- The Washington Times - Saturday, September 8, 2007

PISCATAWAY, N.J. — Navy quarterback Kaipo-Noa Kaheaku-Enhada completed three passes in the end zone last night.

Unfortunately, two of them landed in the hands of Rutgers defenders, and a total of three turnovers proved too much or the Midshipmen to overcome in a 41-24 loss to the 15th-ranked Scarlet Knights before 43,514 at Rutgers Stadium.

“For us to be successful, we need to run the football and we need to take care of the football,” Navy coach Paul Johnson said. “We ran the football OK, I don’t know what we had [254 yards]. We missed some stuff in the passing game, and we didn’t take care of the football.”

Kaheaku-Enhada suffered three interceptions, the first Navy quarterback to do so since Chris McCoy against Notre Dame in 1997.

Navy trailed 17-7 in the waning moments of the first half and had second-and-goal at the Rutgers 4-yard line, but Kaheaku-Enhada was hit as he threw into triple coverage, and Ron Girault grabbed the fluttering toss.

“I was trying to throw it away,” Kaheaku-Enhada said. “I got back there and just made really poor decisions tonight.”

Rutgers responded with an 80-yard march capped by a 22-yard screen pass to Ray Rice for a 24-7 halftime lead. Rice, who in the first quarter became Rutgers’ all-time leading rusher, finished the game with 175 yards and two touchdowns on 37 carries to go along with the touchdown reception.

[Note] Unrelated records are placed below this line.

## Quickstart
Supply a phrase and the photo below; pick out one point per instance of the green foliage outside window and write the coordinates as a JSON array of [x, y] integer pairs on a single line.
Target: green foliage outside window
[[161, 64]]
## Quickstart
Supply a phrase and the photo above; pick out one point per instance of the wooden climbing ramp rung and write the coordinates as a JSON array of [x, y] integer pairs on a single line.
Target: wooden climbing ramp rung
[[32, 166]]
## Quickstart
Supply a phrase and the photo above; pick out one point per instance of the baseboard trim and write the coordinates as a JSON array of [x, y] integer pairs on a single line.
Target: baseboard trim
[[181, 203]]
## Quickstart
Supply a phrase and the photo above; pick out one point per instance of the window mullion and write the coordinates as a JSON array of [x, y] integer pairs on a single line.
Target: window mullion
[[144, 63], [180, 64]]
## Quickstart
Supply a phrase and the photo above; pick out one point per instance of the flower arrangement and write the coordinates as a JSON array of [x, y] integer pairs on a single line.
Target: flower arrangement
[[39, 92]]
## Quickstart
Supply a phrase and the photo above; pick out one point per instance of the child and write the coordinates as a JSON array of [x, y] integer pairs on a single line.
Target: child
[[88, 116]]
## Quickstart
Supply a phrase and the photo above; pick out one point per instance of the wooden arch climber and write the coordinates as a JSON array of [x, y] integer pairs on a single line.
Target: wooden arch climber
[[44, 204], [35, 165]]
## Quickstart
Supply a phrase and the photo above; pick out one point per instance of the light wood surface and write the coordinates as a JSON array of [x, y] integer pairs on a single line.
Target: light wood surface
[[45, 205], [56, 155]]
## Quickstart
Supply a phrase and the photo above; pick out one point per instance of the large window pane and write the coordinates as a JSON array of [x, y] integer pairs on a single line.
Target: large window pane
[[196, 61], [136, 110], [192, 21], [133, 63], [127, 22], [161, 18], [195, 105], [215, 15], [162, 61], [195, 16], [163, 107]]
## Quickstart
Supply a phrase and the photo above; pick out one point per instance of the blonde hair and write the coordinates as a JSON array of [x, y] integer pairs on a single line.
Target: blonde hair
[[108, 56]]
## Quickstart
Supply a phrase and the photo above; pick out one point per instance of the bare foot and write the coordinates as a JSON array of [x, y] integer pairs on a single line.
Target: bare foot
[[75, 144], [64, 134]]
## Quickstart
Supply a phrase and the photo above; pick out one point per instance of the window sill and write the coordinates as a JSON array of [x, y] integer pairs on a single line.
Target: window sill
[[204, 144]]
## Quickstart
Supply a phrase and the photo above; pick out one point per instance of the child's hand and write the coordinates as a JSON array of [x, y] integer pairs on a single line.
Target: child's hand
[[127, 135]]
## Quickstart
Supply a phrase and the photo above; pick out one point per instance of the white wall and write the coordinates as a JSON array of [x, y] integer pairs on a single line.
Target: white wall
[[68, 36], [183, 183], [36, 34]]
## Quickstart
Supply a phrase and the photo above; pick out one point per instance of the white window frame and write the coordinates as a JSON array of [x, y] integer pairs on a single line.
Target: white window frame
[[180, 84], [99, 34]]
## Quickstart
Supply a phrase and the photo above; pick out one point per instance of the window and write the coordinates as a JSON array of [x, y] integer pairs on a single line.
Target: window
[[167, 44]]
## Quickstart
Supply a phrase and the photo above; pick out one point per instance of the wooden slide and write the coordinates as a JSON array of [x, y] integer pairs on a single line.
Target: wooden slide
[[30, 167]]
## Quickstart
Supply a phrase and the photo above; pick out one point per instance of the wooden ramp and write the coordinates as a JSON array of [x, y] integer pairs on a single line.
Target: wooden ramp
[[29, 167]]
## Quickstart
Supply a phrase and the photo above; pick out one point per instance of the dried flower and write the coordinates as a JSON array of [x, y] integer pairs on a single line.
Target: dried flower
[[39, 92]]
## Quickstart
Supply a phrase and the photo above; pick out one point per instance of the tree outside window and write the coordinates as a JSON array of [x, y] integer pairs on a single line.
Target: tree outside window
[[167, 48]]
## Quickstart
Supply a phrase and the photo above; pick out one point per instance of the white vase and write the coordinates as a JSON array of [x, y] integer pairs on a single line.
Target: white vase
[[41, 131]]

The Mids scored a touchdown on their opening drive of the second half, and cornerback Ketric Buffin picked off Rutgers quarterback Mike Teel two plays later. Instead of Navy closing within one score, Kaheaku-Enhada’s deep slant pass intended for Reggie Campbell was plucked out of the air by safety Courtney Greene.

“The thing that turned it is when we got the interception,” Johnson said. “We put that one in the end zone and make it 24-21, now we’ve got a game and maybe they panic.”

While Navy’s defense might have played a little better than it did a week ago against lowly Temple, the Mids couldn’t handle the combination of Rice and Rutgers’ speedy receivers. With plenty of time to throw, Teel completed 14 of 19 for 266 yards and three touchdowns, including a 53-yarder to Kenny Britt in the fourth quarter to seal the victory.

A pair of first-quarter injuries to key defenders didn’t help the Mids’ cause. Senior captain Jeff Deliz injured his right ankle at the end of Rutgers’ first drive and did not return. He spent the rest of the game on crutches and wore a protective boot in the second half.

Junior linebacker Clint Sovie, one of the defense’s two returning starters from a year ago, left the game during the second series with a left ankle injury and also spent the rest of the evening on crutches.

“You get like a deer in headlights. You see the lights and you realize you’ve got your family watching,” senior linebacker Irv Spencer said. “Those young guys, I could see it in their faces. Maybe they were nervous and weren’t as confident, but we’re going to work on that for next week.”

Navy stopped Rutgers on its first drive, but the Scarlet Knights forged a 14-0 lead thanks to great field position. Greg Veteto’s first punt was downed at Navy’s 40, and Teel connected with Shamar Graves three plays later for a 12-yard touchdown.

Rutgers defensive end George Johnson intercepted Kaheaku-Enhada’s quick slant pass on the Mids’ next drive, and the Scarlet Knights again needed only three plays to extend the lead to two touchdowns.

The Mids answered with a 57-yard drive that featured a heavy dose of backup fullback Eric Kettani. Johnson used several different tweaks to his standard option offense against an athletic Rutgers defense. The Mids sent a slotback in motion in a straight line like a wide receiver normally would, and it appeared to catch the Scarlet Knights off guard. It opened up the middle for Kettani, who finished the game with a team-high 48 yards on nine carries.

Kaheaku-Enhada capped the drive with a 3-yard pass to Campbell, who had used the same straight-line motion before the snap.

“The way they played, we tried to scheme a little bit,” Johnson said. “I thought we had some decent ideas, but it didn’t turn out quite as well I would have hoped.

“I told them after the game, the good thing about our football program over the past few years is we don’t lose two games in a row. We’ve got to go back and correct the mistakes, and we’ve got to stop turning the ball over.”